Perhaps the most critical difference is the service itself, which incorporates prayer, praise and communion but is also streamed live on Facebook and includes an 18-minute TED Talk-type sermon, some secular music and time for fellowship.
“The first 15 minutes, after we open and welcome people, we have 15 minutes of coffee time,” Steele said. “We have coffee and we talk. It’s really nothing more than organic getting to know each other.”
This focus on intentional community is vitally important to millennials and something they crave in their church experience, he added.
“One of our core values is real community,” Steele said. “Research shows that … millennials say what church feels like, as far as relationships go, is people sharing space at a public event and not people who are really there for each other.”
Another of their core values is engaging the current culture, and the High Point community takes time out of each week’s service to improve the world in some tangible way.
“This week we are collecting fabric from people that we are going to use to create port pillows and mastectomy pillows to use while they are being treated for breast cancer,” Steele said. “We really wanted to engage in Breast Cancer Awareness Month.”
A few weeks ago, they stuffed envelopes with gift cards donated by Chick-fil-A for families who have infants in a local neo-natal intensive care unit.
“We included a note that said, ‘We’re praying for your baby tonight, and that God would be with you and want you to know that dinner’s on us!’ ” Steele said.
For Alissa Gochey, who is 23 and works as the contemporary worship coordinator at Christ UMC, the community service component is a reflection of how Jesus lived.

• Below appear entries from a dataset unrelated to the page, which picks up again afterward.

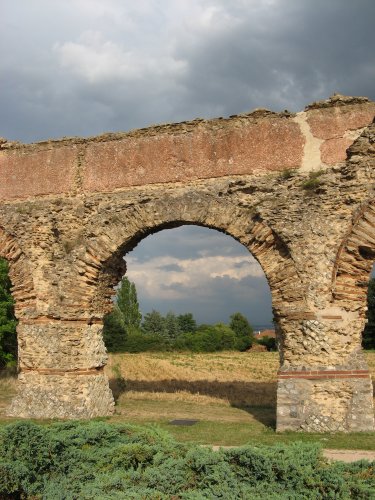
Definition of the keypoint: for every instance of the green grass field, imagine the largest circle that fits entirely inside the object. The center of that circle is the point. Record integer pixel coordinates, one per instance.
(231, 394)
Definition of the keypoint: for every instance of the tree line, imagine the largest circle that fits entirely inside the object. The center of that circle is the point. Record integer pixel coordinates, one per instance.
(124, 329)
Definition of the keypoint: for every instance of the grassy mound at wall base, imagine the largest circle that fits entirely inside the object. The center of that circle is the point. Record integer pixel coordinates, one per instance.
(96, 460)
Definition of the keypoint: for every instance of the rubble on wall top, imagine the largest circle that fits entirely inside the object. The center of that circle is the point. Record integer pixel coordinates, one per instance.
(337, 100)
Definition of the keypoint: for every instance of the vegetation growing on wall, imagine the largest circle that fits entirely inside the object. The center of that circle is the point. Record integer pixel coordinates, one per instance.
(368, 338)
(8, 322)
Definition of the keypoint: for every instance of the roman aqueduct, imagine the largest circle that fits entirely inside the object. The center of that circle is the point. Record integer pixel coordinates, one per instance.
(296, 189)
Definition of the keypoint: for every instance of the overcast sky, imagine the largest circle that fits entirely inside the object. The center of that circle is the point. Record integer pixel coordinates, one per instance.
(83, 67)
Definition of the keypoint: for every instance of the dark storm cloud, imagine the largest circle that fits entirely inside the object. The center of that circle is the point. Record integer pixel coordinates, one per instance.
(250, 296)
(84, 66)
(187, 242)
(284, 55)
(194, 269)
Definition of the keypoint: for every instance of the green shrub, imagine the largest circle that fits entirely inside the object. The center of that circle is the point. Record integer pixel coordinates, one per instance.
(141, 342)
(88, 460)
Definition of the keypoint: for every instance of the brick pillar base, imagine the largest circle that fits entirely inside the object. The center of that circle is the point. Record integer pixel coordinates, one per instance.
(79, 394)
(325, 400)
(61, 371)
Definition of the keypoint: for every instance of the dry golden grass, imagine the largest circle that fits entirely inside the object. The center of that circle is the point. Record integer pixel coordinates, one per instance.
(228, 378)
(236, 379)
(217, 384)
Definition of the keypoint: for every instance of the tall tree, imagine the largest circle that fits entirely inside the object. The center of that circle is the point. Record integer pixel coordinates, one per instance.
(128, 307)
(187, 323)
(243, 330)
(124, 320)
(8, 322)
(368, 338)
(172, 325)
(154, 323)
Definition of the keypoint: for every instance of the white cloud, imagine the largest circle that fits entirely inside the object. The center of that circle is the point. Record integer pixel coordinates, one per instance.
(170, 278)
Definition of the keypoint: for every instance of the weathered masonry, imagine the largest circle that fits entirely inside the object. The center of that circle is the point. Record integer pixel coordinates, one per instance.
(296, 189)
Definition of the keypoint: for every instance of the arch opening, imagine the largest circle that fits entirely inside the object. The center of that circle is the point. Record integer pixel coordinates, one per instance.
(190, 269)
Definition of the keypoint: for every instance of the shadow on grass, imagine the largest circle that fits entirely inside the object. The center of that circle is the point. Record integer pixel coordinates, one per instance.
(256, 398)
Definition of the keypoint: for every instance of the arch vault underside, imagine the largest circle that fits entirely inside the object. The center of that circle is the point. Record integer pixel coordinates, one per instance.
(283, 185)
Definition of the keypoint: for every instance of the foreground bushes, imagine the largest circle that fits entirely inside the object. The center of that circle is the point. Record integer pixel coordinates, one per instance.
(95, 460)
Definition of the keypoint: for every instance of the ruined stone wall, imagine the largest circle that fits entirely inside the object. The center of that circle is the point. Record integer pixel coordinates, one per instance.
(72, 208)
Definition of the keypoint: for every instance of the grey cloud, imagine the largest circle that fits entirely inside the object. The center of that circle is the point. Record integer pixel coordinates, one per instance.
(187, 242)
(276, 54)
(251, 297)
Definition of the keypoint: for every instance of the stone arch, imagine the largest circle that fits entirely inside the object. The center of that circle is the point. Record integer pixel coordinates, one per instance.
(352, 269)
(104, 264)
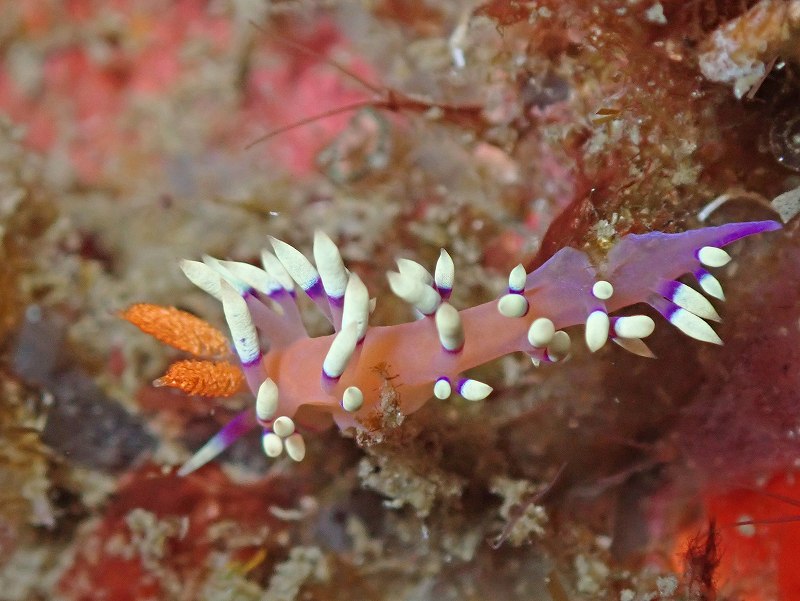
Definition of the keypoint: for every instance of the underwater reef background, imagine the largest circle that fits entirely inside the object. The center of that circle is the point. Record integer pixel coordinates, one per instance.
(501, 131)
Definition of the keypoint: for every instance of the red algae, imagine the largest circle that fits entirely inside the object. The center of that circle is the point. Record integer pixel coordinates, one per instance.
(586, 121)
(157, 539)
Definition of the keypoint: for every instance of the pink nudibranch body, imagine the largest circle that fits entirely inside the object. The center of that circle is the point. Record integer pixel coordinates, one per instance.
(343, 376)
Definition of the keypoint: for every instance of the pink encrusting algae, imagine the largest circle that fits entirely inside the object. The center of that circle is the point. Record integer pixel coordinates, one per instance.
(293, 376)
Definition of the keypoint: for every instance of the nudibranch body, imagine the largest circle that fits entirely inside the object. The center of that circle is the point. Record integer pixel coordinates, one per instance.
(295, 378)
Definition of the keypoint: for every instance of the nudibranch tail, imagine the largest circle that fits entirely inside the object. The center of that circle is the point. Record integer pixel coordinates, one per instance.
(344, 374)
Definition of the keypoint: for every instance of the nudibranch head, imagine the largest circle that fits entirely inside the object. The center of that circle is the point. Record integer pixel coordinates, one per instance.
(297, 380)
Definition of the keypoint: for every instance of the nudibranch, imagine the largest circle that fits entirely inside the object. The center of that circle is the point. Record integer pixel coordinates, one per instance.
(296, 379)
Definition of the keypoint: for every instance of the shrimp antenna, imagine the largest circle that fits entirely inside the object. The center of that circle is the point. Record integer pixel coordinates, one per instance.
(325, 114)
(306, 120)
(321, 57)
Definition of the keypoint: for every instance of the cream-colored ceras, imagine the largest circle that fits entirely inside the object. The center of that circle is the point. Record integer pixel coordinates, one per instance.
(343, 374)
(410, 357)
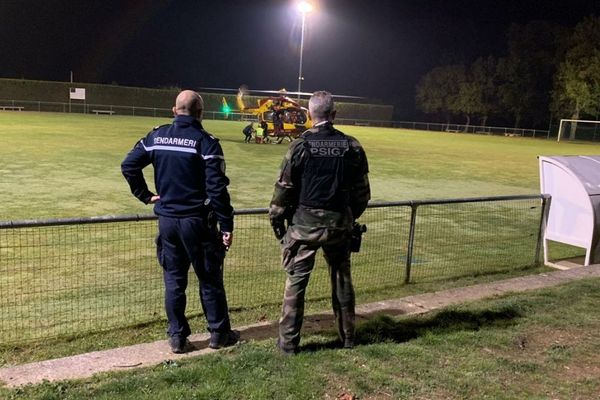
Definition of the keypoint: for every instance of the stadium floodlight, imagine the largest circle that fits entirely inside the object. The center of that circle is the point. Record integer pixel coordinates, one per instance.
(578, 129)
(304, 7)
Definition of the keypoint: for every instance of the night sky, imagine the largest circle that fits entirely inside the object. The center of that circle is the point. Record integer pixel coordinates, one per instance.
(372, 48)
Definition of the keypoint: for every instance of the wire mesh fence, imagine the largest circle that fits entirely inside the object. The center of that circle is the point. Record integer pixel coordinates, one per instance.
(60, 278)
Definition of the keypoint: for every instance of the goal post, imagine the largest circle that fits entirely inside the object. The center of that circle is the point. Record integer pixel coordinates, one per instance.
(581, 129)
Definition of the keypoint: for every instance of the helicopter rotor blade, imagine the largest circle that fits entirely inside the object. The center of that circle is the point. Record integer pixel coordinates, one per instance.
(274, 92)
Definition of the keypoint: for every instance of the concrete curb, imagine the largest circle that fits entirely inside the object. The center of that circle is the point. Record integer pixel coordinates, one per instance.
(150, 354)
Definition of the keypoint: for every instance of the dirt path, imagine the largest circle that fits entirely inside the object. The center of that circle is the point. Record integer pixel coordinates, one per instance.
(149, 354)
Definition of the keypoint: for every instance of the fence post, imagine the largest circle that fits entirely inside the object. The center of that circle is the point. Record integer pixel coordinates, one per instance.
(542, 228)
(411, 241)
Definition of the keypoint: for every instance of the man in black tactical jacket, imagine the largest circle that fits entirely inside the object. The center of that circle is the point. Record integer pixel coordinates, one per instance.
(322, 189)
(192, 196)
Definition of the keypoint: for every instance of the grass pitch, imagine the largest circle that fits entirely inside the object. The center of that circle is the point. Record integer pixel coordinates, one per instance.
(61, 165)
(68, 165)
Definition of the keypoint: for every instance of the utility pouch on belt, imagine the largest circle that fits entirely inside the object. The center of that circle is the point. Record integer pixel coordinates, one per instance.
(356, 236)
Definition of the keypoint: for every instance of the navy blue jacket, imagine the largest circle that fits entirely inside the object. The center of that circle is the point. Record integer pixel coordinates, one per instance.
(189, 171)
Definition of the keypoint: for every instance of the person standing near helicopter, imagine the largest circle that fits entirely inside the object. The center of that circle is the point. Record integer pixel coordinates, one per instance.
(323, 187)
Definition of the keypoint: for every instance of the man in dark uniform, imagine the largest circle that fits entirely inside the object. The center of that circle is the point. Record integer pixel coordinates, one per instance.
(322, 189)
(189, 176)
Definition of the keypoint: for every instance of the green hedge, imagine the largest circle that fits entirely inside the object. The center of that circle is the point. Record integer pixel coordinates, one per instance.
(47, 91)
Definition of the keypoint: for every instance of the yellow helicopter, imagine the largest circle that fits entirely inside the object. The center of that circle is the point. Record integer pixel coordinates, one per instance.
(279, 115)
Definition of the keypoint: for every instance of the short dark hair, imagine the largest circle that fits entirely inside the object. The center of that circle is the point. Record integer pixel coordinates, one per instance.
(321, 104)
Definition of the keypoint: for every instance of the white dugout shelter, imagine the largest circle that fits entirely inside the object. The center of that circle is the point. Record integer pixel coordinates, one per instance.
(574, 215)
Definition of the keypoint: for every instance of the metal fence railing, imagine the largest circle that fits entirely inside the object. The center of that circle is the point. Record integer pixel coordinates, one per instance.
(66, 277)
(108, 109)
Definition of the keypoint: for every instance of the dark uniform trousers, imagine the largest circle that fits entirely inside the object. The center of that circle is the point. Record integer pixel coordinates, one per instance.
(299, 261)
(185, 241)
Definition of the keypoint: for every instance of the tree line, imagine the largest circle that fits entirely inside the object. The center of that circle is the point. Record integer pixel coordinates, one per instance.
(549, 72)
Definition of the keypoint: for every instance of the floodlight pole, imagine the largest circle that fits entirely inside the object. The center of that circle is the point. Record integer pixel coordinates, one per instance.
(300, 78)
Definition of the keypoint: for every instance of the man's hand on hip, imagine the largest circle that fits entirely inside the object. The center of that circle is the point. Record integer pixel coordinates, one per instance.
(227, 239)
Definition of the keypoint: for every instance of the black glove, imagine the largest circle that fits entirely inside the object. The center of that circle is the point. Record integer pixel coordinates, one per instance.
(278, 228)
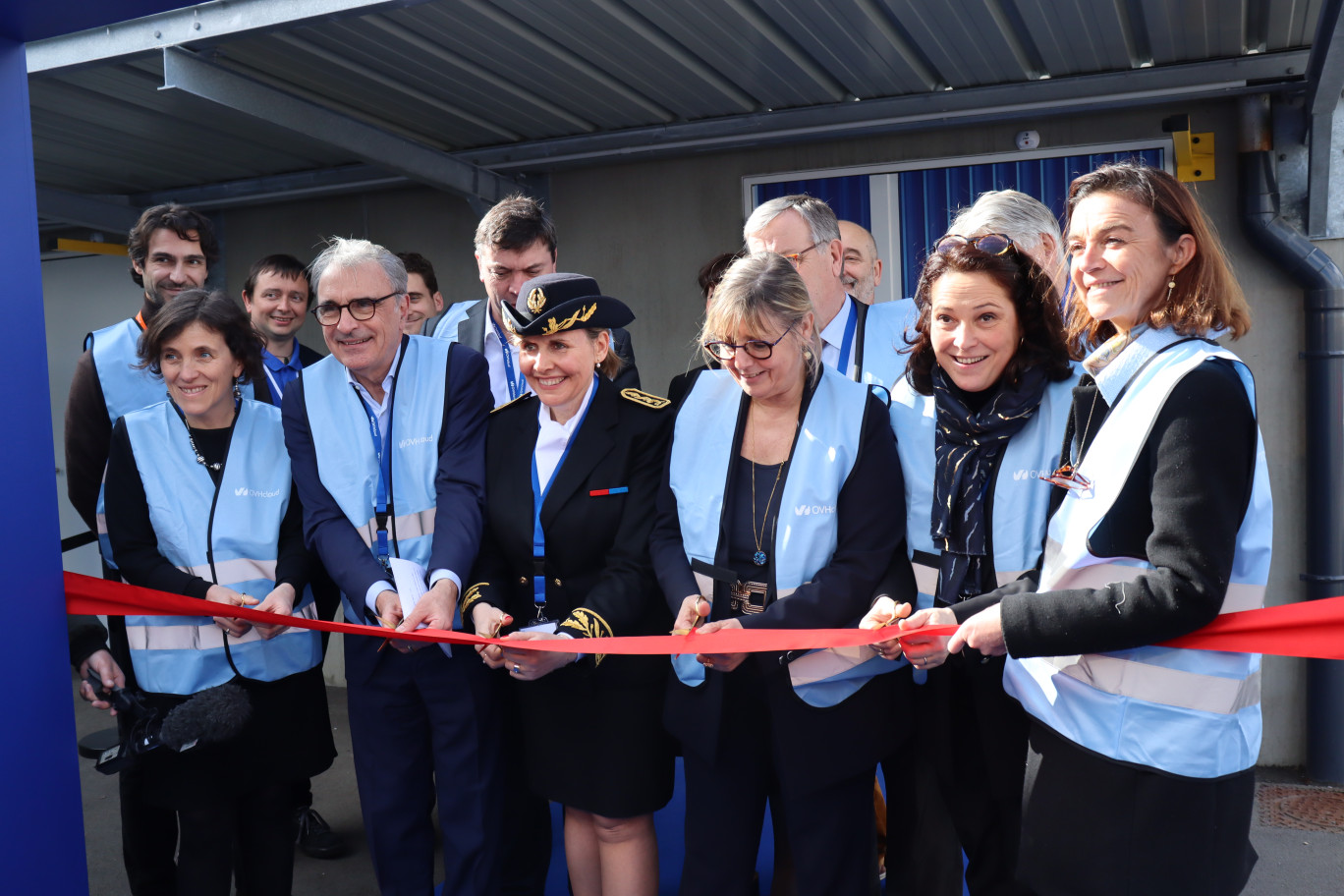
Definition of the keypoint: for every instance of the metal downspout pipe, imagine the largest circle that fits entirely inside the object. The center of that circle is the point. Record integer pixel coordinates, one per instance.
(1322, 285)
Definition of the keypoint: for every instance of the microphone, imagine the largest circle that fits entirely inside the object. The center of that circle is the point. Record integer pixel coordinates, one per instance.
(208, 716)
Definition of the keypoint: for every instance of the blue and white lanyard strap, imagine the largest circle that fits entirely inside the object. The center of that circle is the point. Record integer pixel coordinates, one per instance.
(847, 343)
(276, 388)
(537, 533)
(511, 376)
(384, 475)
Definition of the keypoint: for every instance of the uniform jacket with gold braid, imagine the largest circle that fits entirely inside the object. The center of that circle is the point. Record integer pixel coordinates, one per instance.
(598, 575)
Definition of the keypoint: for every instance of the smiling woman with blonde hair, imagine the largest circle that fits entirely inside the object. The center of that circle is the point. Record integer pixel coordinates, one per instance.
(766, 520)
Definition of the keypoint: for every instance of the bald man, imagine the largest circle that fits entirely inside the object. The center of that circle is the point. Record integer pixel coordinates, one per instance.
(862, 271)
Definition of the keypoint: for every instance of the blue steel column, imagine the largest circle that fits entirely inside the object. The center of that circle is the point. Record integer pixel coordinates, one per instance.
(42, 849)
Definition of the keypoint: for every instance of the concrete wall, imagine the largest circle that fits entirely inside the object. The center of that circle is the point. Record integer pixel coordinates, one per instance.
(644, 229)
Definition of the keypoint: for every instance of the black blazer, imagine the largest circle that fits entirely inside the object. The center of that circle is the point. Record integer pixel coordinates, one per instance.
(598, 575)
(471, 331)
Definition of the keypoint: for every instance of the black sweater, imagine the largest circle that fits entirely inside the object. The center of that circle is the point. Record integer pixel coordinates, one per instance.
(1179, 509)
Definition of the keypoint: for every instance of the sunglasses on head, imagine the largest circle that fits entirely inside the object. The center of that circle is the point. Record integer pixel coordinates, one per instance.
(988, 244)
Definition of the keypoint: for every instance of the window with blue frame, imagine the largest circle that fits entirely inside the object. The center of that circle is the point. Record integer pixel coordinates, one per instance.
(927, 197)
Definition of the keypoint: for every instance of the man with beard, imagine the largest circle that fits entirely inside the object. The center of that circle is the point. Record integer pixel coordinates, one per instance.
(277, 297)
(515, 242)
(862, 271)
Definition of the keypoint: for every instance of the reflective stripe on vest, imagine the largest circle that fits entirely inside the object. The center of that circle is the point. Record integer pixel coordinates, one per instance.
(1188, 712)
(185, 654)
(1022, 501)
(884, 329)
(807, 530)
(346, 461)
(124, 388)
(452, 320)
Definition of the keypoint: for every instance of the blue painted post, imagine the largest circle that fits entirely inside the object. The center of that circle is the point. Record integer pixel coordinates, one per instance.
(42, 849)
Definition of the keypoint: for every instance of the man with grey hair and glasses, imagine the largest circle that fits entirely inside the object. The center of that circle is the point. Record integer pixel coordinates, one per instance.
(1029, 223)
(859, 340)
(387, 442)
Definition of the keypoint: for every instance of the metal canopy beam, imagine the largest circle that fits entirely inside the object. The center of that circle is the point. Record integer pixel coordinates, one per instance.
(251, 191)
(1262, 73)
(1325, 81)
(189, 73)
(203, 23)
(86, 211)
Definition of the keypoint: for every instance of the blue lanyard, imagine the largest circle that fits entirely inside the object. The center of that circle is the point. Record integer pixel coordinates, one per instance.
(515, 382)
(848, 340)
(537, 500)
(384, 475)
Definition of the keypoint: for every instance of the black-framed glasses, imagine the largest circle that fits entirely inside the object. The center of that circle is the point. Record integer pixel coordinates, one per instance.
(756, 348)
(361, 309)
(796, 258)
(988, 244)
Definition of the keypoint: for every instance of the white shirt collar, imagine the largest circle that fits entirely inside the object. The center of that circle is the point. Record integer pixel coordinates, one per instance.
(387, 384)
(833, 332)
(552, 438)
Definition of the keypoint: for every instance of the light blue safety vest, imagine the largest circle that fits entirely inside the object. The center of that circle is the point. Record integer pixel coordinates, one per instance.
(807, 532)
(124, 388)
(1187, 712)
(1020, 500)
(883, 339)
(348, 467)
(456, 313)
(231, 540)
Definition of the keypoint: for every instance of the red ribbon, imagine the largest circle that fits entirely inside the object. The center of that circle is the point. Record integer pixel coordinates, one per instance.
(1312, 629)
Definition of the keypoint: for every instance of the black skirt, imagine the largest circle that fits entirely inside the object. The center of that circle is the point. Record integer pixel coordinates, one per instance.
(594, 738)
(287, 738)
(1103, 827)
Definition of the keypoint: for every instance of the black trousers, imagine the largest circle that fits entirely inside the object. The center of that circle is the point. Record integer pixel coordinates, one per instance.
(924, 852)
(148, 838)
(247, 836)
(424, 730)
(1103, 827)
(831, 830)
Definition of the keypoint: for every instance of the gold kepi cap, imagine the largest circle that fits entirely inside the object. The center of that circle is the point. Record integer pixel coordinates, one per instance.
(555, 303)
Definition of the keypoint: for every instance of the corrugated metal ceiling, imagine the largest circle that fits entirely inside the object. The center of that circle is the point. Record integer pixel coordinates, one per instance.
(464, 74)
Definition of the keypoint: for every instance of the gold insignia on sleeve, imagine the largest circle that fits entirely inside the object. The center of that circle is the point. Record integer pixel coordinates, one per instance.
(639, 397)
(472, 595)
(585, 624)
(535, 301)
(577, 317)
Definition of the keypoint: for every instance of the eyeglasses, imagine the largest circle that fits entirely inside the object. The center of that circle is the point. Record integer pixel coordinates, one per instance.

“We use what we have—our time, energy, and resources—to make a difference in our world, to love others, and to make earth look more like heaven,” she says. “… In a society that is increasingly focused on self-interest, it’s an incredible thing to be able to gather together in friendship … and love others as Jesus loved.”
For Steele, who at 38 is the oldest on stage, says watching High Point evolve has been exciting. He hopes other churches will try it and is happy to offer guidance.
“I would love to help them walk through it,” he said. “The most important thing is to turn the keys over the millennials in your midst and empower them with the authority and the resources they need to figure out what it means in your context.”